This week has been like living in a time warp. On Thursday, the Nasdaq Composite hit a new high for the first time in 15 years. That event came a good decade earlier than I and many others had expected.
Then, on Friday, Amazon announced a loss and the market pushed up its share price by 15 per cent to a record, increasing the fortune of its founder Jeff Bezos by about $5bn in the process. I had thought the crazy logic that losses were good, because they showed that companies were still investing in growth, had died when the Nasdaq bubble popped 15 years ago: I was wrong.
In another echo of the past, Japan's Nikkei 225 passed the 20,000 level, also for the first time in 15 years. And in Europe, the debate is over whether Greece will default, whether it will leave the euro and whether such an event could have the same effect as the 2008 Lehman bankruptcy. All of those topics have been on the agenda for at least five years and are still unresolved.
Rounding off the Groundhog Day theme, the wider US stock markets - not just the Nasdaq - managed to set yet another new high. Earnings estimates have been slashed, anxiety over the plans for interest rate rises by the Federal Reserve (whose Open Market Committee meets next week), remain intense, and many bullish commentators have been braced for a healthy correction. And yet, as has been the story for six years now, US stocks keep grinding higher, like the Energizer bunny.
All this despite valuations that look terribly stretched. The S&P 500 now trades at a multiple of 27 times average earnings for the past 10 years. That is its highest since the peak of 44 at the top of the Nasdaq bubble. The only other time it has been this high was immediately before the Great Crash of 1929.
How to explain all this? Earnings have generally beaten their reduced expectations, so this has helped. However, the argument does not go far. According to Thomson Reuters, forecasts are still for an outright fall of 1.1 per cent in S&P earnings for the first quarter. Energy and industrial companies are reporting worse numbers than expected.
More usefully, the dollar's strength is abating at last. On a trade-weighted basis, the dollar has fallen below its 50-day moving average, a measure of the short-term trend, for the first time since last July. This is a sensible reaction to the weakening economic data, and helps US stocks. Bond yields are also lowering, reflecting the belief that the Fed will not be raising rates until the autumn at the earliest. So the contorted logic of the past six years stays in place. Stocks are expensive but while rates stay low, and earnings avoid a serious collapse, money flows into them. A strong catalyst - really bad earnings, a bad geopolitical event, or a surprise from the Fed - is needed before the market can jolt out of its steady ascent.

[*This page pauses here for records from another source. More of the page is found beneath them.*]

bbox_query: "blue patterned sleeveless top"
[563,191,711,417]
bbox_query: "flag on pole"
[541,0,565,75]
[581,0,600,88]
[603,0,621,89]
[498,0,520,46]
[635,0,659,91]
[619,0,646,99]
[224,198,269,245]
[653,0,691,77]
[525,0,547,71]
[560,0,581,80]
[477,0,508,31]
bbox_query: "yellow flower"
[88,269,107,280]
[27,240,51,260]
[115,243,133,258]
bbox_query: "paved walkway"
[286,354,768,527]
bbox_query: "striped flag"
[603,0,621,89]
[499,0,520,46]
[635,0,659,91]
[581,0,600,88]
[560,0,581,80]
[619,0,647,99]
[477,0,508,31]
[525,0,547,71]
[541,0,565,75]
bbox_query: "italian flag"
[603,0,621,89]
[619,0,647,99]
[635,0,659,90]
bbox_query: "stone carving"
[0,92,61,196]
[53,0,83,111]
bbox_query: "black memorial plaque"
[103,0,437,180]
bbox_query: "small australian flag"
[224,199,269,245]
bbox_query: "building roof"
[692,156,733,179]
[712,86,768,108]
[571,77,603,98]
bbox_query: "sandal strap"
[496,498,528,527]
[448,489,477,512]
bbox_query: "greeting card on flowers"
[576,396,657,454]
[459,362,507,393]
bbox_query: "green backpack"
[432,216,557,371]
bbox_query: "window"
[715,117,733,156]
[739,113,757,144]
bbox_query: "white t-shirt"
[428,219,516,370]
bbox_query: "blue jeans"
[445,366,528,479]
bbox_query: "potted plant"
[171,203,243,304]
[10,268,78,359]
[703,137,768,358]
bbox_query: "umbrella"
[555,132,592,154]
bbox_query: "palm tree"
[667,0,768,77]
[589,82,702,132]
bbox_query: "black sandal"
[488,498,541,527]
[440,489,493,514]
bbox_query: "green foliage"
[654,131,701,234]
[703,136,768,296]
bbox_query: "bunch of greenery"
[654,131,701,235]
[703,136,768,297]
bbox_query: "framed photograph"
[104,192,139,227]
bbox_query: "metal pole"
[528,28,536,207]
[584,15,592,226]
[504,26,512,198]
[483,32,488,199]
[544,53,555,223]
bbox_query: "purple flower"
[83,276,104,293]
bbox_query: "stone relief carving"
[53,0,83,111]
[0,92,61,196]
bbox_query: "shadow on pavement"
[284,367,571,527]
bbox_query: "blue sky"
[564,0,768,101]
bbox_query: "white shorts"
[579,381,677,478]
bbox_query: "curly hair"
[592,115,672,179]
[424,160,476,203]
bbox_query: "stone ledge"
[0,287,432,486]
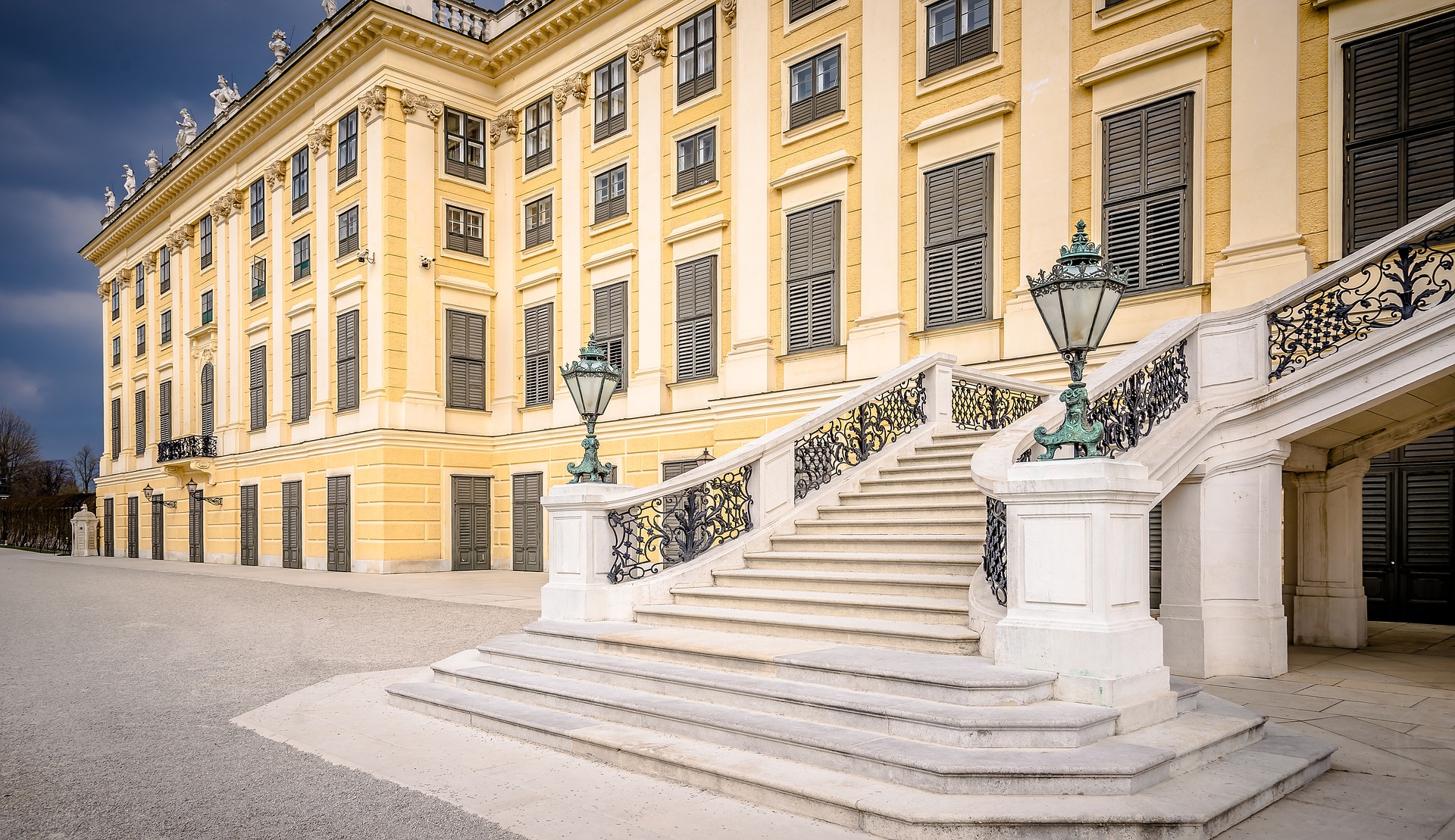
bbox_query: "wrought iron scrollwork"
[793,373,925,500]
[950,379,1042,429]
[607,464,753,582]
[1087,339,1191,457]
[981,495,1009,606]
[1269,226,1455,381]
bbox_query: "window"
[924,155,992,330]
[339,206,359,258]
[446,108,484,183]
[591,280,628,389]
[335,310,359,411]
[591,163,627,223]
[247,345,268,432]
[525,96,552,174]
[336,111,359,185]
[592,55,627,142]
[924,0,995,79]
[289,330,313,423]
[198,217,212,269]
[1101,93,1191,294]
[789,0,835,23]
[198,362,212,438]
[446,310,484,411]
[677,6,718,105]
[252,258,268,301]
[247,179,268,240]
[111,398,120,461]
[787,201,840,353]
[525,195,555,248]
[288,145,308,214]
[677,128,718,192]
[446,205,484,258]
[136,391,147,455]
[677,256,718,383]
[293,234,313,280]
[789,46,844,128]
[1344,14,1455,254]
[525,304,555,407]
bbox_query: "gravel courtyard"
[0,549,536,840]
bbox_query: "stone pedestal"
[995,457,1177,732]
[71,507,100,557]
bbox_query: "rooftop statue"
[208,76,243,116]
[268,29,293,64]
[177,108,196,151]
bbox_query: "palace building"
[82,0,1455,616]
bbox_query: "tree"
[0,405,41,495]
[71,443,100,492]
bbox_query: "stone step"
[713,568,973,598]
[672,581,971,626]
[389,666,1263,796]
[525,619,1053,706]
[636,603,981,654]
[471,634,1118,748]
[742,551,981,574]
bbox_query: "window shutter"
[247,345,268,432]
[157,379,172,442]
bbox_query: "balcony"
[157,435,217,464]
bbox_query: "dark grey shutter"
[247,345,268,432]
[525,304,555,405]
[591,280,627,388]
[282,481,302,568]
[237,484,258,565]
[289,330,313,423]
[1101,93,1191,291]
[157,379,172,442]
[335,310,359,411]
[511,473,544,571]
[786,201,838,353]
[327,475,352,571]
[201,362,212,435]
[446,310,484,410]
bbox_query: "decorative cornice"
[359,84,389,119]
[627,27,672,73]
[550,73,587,111]
[399,90,446,122]
[1077,23,1222,87]
[490,111,521,147]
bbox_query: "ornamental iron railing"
[157,435,217,464]
[1269,225,1455,381]
[1087,339,1191,457]
[607,464,753,582]
[950,379,1044,429]
[793,372,925,501]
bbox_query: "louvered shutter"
[199,362,214,436]
[289,330,313,423]
[157,379,172,443]
[247,345,268,432]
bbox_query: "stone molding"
[490,111,521,148]
[627,27,672,73]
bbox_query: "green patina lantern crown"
[1026,221,1128,461]
[560,333,621,484]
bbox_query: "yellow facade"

And in any case, valuation has nothing to do with short-term market moves. A report from Barclays this week pointed out that since 1988, US stocks have never fallen over the subsequent year when they have been valued at 17 times next year's expected earnings, as they are now. But this does not mean that stocks are cheap. Barclays' data also show that there were plenty of instances of stocks falling in the year after they were valued at forward earnings multiples of between 11 and 15 - and also at multiples of 19 and more.

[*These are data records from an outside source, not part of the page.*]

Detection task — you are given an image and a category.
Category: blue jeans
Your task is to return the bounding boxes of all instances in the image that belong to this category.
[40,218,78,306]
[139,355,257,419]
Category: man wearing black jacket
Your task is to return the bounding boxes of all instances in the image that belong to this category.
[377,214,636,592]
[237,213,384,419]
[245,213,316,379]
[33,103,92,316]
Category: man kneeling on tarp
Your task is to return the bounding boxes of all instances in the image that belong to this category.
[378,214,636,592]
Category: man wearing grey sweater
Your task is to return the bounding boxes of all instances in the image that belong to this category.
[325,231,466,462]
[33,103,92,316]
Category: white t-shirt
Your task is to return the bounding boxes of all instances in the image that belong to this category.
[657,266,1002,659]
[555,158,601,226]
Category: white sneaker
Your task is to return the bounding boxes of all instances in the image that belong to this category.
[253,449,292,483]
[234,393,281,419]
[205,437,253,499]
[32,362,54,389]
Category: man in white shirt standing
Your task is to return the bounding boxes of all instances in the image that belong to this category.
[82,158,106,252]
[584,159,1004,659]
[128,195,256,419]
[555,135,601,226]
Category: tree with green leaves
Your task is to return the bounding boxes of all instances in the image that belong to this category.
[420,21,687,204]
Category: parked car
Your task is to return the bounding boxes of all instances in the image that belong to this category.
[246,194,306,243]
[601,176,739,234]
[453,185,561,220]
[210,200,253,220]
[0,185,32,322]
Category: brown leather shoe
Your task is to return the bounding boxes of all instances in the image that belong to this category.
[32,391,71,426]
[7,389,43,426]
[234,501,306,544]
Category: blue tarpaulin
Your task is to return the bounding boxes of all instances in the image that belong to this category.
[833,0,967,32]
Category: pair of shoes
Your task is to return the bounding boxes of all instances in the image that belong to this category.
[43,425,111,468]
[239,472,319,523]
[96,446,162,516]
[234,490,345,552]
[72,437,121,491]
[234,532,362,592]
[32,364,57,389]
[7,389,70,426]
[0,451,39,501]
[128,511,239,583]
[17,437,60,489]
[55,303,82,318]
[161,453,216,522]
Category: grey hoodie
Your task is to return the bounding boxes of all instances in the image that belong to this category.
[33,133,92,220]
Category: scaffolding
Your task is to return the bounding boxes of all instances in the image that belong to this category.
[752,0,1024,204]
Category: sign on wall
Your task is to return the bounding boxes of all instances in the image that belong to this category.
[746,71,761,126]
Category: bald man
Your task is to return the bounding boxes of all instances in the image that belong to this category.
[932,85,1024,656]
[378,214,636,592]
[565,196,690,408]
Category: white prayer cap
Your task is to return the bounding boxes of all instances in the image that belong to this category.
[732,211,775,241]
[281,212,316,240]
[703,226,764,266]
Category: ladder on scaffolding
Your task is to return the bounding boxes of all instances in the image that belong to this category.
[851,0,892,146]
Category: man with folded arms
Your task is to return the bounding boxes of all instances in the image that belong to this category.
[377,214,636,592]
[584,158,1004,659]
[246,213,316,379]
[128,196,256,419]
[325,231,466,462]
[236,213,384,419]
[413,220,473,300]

For the longer term, remember the Nasdaq bubble only burst in 2000 after it had become the most extreme speculative mania ever. Stocks had been more expensive than they are now for more than two years before it finally peaked. Stocks can stay overvalued.

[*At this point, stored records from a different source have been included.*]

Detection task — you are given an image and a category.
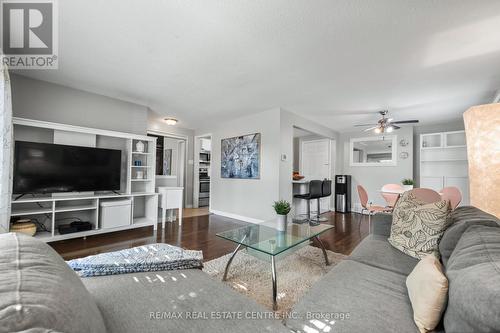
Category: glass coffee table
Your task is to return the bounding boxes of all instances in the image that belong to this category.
[217,221,333,310]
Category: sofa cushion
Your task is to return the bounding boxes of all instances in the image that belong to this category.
[349,235,418,276]
[444,225,500,332]
[82,269,289,333]
[406,254,448,333]
[0,233,106,333]
[439,206,500,266]
[286,260,418,333]
[389,191,449,259]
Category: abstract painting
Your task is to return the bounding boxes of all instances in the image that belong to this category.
[221,133,260,179]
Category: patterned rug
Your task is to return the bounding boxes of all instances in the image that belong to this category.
[203,245,346,313]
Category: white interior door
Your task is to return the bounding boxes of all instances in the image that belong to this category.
[300,139,332,213]
[177,140,186,187]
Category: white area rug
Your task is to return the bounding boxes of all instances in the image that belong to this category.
[203,245,347,313]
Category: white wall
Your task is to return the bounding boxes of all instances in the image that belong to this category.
[196,109,282,222]
[337,127,413,210]
[413,119,465,186]
[196,108,337,221]
[147,110,194,207]
[11,75,147,135]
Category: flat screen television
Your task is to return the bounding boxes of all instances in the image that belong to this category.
[13,141,121,194]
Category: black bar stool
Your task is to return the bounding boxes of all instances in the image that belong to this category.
[314,179,332,222]
[294,180,323,223]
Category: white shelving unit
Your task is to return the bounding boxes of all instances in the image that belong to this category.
[419,131,469,205]
[11,118,158,242]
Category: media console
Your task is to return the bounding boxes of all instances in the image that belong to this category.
[11,193,158,242]
[11,118,158,242]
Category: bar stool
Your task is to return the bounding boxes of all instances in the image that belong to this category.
[293,180,323,223]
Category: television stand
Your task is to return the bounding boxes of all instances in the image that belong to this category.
[11,192,158,242]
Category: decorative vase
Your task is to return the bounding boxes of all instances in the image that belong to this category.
[276,214,287,231]
[403,185,413,191]
[135,141,144,153]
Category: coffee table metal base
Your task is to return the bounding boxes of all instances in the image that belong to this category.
[222,236,330,311]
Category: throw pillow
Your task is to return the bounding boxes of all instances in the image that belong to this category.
[406,254,448,333]
[388,191,449,259]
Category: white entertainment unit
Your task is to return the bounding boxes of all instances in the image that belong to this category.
[11,118,158,242]
[419,131,469,206]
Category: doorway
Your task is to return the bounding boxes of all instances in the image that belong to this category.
[293,127,336,214]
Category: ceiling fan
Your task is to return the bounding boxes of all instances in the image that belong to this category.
[354,110,418,133]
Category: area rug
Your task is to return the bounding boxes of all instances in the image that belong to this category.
[203,245,346,314]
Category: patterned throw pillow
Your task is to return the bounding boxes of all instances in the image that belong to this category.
[388,191,449,259]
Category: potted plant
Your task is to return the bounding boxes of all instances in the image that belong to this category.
[401,178,415,191]
[273,200,291,231]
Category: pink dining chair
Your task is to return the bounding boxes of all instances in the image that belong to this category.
[410,188,442,203]
[381,184,403,209]
[440,186,462,210]
[358,185,391,233]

Nasdaq's 15-year recovery has been swift. It took 25 years for US stocks to recover after 1929 and, even with the Nikkei's recent strength, Japanese stocks are still barely half the level of their peak in 1989. That recovery is in turn attributable chiefly to remarkable growth in earnings and revenues by a number of companies, led by Apple.
But, outside Apple, the Nasdaq stocks of 2000 would have been a horrible investment. The best stocks then, it turns out, were totally out of favour. The five stocks in the S&P that went on to be "ten-baggers," rising tenfold in the 15 years that the Nasdaq was flat, include Ball Corporation, which makes cans, CSX, a railroad, VF Corporation, which makes jeans - and Apple, which seemed to have been defeated by Microsoft.
So let me summarise a couple of lessons from the last decade and a half. First, valuation tells you almost nothing about short-term timing; stocks can stay too expensive for a while. But second, in the long term, buying a security that is blatantly too expensive is going to hurt. Just ask all those Nasdaq investors who are only just back into the black.
For those with the patience to wait, and do the work of analysing obscure companies, there is more money to be made from contrarian positions in out-of-favour stocks. I do not know where today's Ball Corporation or VF are, but they are out there somewhere.